You’re right it’s not as well publicized as it should be.

------
linksnapzz
Not a stupid question.

The problem is that a lack of money is but a proximate, and not the ultimate,
cause of the homelessness. For something like 85% of those on the streets of
SF, the issue is mental or physical disabilities (I'm gonna be generous and
classify a penchant for antisocial behavior as a 'mental disability') or
substance problems that directly impact the ability to have a job and a
dwelling or any sort of normal life.

If you are in that position, finding a warm-ish place with a well-developed
support infrastructure for vagrancy as well as proximity to a wealthy
population for panhandling from is a really good deal.

------
fcurts
When you are broke, live on the street (which is a very tough life everywhere
in the world), and possibly fight with mental illness or addiction, moving to
a more affordable place (which will still be unaffordable for you, esp. in
California) won't magically solve your problems. Without the right support, it
will be difficult to find your way back to a normal life.

------
stevesearer
From a family member of mine who is heavily involved with the homeless
community in his city, some activities of life are made up of 5-10 separate
steps, any of which may take days or weeks to complete.

The first problem in the OP's question would be just having the funds to go to
another city.

Once you arrive and are looking for a job, you will need a permanent
address/place to stay and probably a bank account of some sort. In order to
get those things you likely need proper identification and/or work history.

Some forms of identification might require additional documentation like
social security card or birth certificate. If you don't have those you will
need to make multiple trips to various offices to acquire them and they often
have fees associated with them.

But don't forget that if you were born in another state and need a birth
certificate you have to work with that state over the phone to acquire them.
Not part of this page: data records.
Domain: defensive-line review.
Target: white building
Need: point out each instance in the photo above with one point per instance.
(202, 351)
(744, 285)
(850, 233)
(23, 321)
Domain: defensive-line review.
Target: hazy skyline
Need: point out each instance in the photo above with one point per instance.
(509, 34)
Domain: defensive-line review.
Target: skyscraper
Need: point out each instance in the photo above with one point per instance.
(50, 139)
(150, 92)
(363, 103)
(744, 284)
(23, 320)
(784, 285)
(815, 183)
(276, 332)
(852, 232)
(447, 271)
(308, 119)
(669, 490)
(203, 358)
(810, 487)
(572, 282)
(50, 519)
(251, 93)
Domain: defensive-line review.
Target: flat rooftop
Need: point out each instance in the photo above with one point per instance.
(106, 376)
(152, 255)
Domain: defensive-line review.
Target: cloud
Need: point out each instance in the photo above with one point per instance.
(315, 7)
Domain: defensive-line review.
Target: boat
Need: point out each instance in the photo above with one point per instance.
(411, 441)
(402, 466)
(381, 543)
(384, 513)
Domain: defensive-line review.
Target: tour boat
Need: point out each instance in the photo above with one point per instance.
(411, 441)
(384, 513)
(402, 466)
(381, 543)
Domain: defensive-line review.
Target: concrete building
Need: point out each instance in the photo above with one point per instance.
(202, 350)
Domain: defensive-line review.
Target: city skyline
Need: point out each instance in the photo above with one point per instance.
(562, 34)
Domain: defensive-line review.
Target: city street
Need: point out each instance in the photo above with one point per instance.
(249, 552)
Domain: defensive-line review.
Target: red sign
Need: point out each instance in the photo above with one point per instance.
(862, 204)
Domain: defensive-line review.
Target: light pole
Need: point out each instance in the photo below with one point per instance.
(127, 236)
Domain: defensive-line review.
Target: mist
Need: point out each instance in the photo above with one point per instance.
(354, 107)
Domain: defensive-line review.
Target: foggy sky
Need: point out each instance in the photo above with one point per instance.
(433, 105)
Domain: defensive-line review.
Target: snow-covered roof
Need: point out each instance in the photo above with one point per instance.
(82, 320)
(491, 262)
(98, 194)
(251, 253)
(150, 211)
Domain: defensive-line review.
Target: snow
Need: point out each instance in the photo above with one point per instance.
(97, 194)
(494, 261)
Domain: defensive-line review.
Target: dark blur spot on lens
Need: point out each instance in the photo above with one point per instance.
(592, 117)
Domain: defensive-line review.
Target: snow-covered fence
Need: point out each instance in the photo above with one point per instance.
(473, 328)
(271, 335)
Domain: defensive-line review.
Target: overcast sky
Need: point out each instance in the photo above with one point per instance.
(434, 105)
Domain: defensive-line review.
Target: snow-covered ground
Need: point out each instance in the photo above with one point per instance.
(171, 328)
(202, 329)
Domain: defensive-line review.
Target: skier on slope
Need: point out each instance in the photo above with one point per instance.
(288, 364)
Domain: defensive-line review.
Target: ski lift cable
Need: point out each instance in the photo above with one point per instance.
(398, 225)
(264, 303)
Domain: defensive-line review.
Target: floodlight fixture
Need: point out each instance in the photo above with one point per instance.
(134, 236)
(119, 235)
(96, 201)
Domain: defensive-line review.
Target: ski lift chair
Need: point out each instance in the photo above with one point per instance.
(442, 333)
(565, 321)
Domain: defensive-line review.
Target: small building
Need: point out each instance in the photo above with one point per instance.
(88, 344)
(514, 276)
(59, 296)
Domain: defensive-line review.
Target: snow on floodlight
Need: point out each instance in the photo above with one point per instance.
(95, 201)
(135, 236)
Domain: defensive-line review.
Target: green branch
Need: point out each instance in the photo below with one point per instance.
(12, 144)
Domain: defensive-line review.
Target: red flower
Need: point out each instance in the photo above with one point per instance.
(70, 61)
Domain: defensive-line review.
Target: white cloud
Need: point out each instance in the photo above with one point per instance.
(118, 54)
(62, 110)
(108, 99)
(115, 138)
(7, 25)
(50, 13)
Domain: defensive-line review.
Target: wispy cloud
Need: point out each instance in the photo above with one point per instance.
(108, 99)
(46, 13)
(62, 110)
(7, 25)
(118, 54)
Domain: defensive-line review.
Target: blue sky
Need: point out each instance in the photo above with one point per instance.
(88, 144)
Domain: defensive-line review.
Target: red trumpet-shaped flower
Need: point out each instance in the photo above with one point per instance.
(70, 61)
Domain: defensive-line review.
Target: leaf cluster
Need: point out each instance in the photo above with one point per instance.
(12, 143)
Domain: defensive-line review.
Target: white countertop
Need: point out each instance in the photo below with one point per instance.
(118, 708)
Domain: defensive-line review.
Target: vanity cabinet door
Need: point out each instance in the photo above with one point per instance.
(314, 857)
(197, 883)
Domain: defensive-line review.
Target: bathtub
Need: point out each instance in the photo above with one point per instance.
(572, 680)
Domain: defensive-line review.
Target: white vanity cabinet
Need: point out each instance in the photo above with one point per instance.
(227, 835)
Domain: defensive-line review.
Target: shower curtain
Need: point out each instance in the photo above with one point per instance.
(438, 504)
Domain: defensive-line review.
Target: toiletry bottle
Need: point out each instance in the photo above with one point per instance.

Plus where will they send them when you may not have a mailing address.

Completing the entire list of items with no problems is time consuming,
difficult, and if any of them fail the entire process grinds to a halt.

------
the_hoser
It's got nothing to do with the possibility of getting a job and affording a
normal life. Most homeless people just want to be left alone. Mild weather and
lower rates of confrontation make cities like SF ideal.

------
jrowley
Another reason many unhoused people don’t want to move is that they have some
family, friends, or existing support systems in the area. Moving away would
mean they no longer have these resources.

Would you want to move away from your friends and family when you have little
else? Some food for thought.

------
udayrddy
Not a stupid question to think on. You should consider offering a burger or a
coffee to a homeless and ask them this question - you'll hear a more realistic
answer.

------
DoreenMichele
In addition to other pertinent points being made here:

1\. People who have lived someplace a long time and love that place may not
want to leave. They may want to try to resolve their problems where they are.

2\. Once you are homeless, relocating can be extremely challenging. You may
not have the money to pay for bus or train tickets, you may have no means to
line up a job elsewhere first, etc.

3\. Big cities are where the services are. If you are completely destitute,
being in a big city can help you stay fed and clothed.

So it only makes sense to leave the big city if you have some unearned income
that will go further if you live someplace cheaper. If you are unemployed and
destitute with no prospects, the big is a better answer than a small town
because you can at least get a free meal regularly.

------
NTDF9
A few reasons:

1\. Weather in most northern states will cause death

2\. Transportation for poor doesn't exist in the US

3\. If one can't find jobs in SF, forget about being able to find them in
Tulsa. Reasons vary from number of employers, lack of transportation, lack of
education, felony record, divorces/child support.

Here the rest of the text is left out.